С трудом, одной рукой держа Олю, справился с входной дверью.
— Ни-ког-да. Обещаю.
Илья, придерживаясь за стену, повел ее вперед. Как жаль, что, придя в себя, она никогда не повторит этих слов. И даже не вспомнит, что говорила ему, находясь между жизнью и Полем.
* * *
05-08-2084, суббота
13:45 по московскому времени
Московье
Шарканье на лестничной клетке Моравлин услышал раньше других. Шарканье и два голоса. Два. Но у двери первым оказался Черненко. Выскочил наружу, подставил плечо, тут же Моравлина отпихнул Котляков, предлагая себя в качестве второй подпорки…
На них было страшно смотреть. Серые, с провалившимися глазами. Волосы скрывали лицо Оли, но кровоточившие скулы, губы говорили сами за себя. Все ранки, образованные лопнувшей от высыхания кожей, сейчас наполнились кровью. Она двигалась как во сне, но все-таки двигалась. Их посадили на диван в коридоре, Оля мотала головой, заваливалась набок.
Бондарчук набирал телефон, вызывая перевозку из госпиталя Службы. Моравлин краем уха слышал: “два места… да, двойная инициация… нет, не обезвожены, они еще даже в сознании, да, оба… да, хорошо”.
— Иван Сергеич! — крикнул Бондарчук. — У вас фрискал есть?
Моравлин опомнился. Как он мог забыть, конечно же… Схватил флакон, высыпал в графин, не считая, разболтал. Перелил в два стакана.
Илья держался из последних сил. Но пил сам. Олю пришлось поить, придерживая ей голову и осторожно вливая в горло, следя, чтоб не захлебнулась. Через несколько минут она снова приоткрыла мутные глаза.
— Оля, ты меня узнаешь? — спросил Моравлин.
Она молчала, безуспешно пытаясь разлепить потрескавшиеся губы.

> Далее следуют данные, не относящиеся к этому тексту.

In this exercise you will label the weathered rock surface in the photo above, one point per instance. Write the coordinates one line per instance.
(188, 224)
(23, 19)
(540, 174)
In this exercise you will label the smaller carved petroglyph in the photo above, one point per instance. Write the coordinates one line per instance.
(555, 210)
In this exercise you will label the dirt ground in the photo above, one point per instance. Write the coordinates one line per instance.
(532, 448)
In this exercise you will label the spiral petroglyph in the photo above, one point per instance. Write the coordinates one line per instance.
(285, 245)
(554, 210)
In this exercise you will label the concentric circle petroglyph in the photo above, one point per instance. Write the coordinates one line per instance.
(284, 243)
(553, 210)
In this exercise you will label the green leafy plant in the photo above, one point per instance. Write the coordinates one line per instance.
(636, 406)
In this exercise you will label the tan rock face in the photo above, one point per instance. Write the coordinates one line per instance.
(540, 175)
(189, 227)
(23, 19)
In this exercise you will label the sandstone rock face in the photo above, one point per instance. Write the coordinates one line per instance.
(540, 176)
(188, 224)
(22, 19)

— Меня узнала, — похвастался Илья.
— Оля? — еще раз позвал Моравлин.
— Д-да… — шепнула она.
— А меня? А меня? — тут же влезли Котляков с Черненко.
Она медленно улыбнулась. Хотела что-то сказать, глаза закатились под лоб, она сползла набок.
— Не спи! — вдруг тряхнул ее Илья. — Не смей спать!
Она вздрогнула, блаженно улыбнулась, не открывая глаз. Илья обнял ее, чтоб не заваливалась, она тут же уютно устроилась у него на плече, прижалась всем корпусом, обвила его руками за талию. Котляков прыснул.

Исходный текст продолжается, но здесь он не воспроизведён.